New Morgan Scholarship for Schuylkill County Students at Lycoming College
The President of Lycoming College and I spent Monday, December 17th visiting Tamaqua High School and Marian Catholic High School to discuss Lycoming College’s new Morgan Scholarship with students and staff.
John Morgan was a local entrepreneur who owned several textile mills in Schuylkill County which once employed more than 2000 people. He died in 2001, but his legacy lives on through his charitable Morgan Foundation. This foundation helped to build LCCC-Tamaqua and recently donated $1 million to Lycoming College for Schuylkill County students.
Reviewing the major issues with the Berks County School Districts
On December 14th I met with representatives of the 18 Berks County school districts, joined by Senator Judy Schwank and Representative Barry Jozwiak.

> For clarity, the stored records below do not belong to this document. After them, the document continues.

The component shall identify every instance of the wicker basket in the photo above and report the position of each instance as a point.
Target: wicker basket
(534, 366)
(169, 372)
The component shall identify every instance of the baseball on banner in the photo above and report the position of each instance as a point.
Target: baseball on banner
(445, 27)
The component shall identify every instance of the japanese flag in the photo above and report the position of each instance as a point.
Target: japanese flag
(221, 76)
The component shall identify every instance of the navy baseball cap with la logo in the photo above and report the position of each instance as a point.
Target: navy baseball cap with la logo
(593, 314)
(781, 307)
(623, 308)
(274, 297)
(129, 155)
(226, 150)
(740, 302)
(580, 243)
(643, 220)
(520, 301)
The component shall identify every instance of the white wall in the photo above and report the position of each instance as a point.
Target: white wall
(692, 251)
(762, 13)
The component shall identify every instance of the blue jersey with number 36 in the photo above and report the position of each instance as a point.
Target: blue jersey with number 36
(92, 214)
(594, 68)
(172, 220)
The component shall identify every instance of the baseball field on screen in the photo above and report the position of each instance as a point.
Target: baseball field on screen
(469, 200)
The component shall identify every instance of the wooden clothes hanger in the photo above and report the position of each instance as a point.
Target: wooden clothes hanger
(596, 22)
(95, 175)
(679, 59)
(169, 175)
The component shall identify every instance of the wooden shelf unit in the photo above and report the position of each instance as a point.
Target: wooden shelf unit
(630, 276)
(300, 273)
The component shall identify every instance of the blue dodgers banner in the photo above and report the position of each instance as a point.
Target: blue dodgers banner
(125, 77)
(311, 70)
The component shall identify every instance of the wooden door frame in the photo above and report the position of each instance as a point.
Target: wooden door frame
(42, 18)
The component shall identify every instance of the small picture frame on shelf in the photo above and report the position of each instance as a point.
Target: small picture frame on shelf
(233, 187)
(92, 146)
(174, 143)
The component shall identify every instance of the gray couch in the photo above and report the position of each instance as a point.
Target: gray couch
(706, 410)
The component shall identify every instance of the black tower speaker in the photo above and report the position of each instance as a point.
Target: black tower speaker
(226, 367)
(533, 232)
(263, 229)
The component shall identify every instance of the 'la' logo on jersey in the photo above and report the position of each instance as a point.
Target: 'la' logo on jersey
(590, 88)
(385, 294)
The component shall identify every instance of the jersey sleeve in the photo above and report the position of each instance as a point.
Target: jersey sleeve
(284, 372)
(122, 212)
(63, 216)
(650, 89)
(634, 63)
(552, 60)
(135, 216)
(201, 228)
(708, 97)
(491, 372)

Our discussions focused primarily on the state’s bipartisan budget agreement for $60 million for new school safety initiatives. For your review, here is a copy of the Senate Majority Policy Committee’s recent report on this issue, based on the ten workshops I organized across the state on this difficult subject.
Season’s Greetings and Best Wishes for A Happy New Year
As you gather with friends and family to celebrate the holiday season, please accept my best wishes for a healthy and happy new year!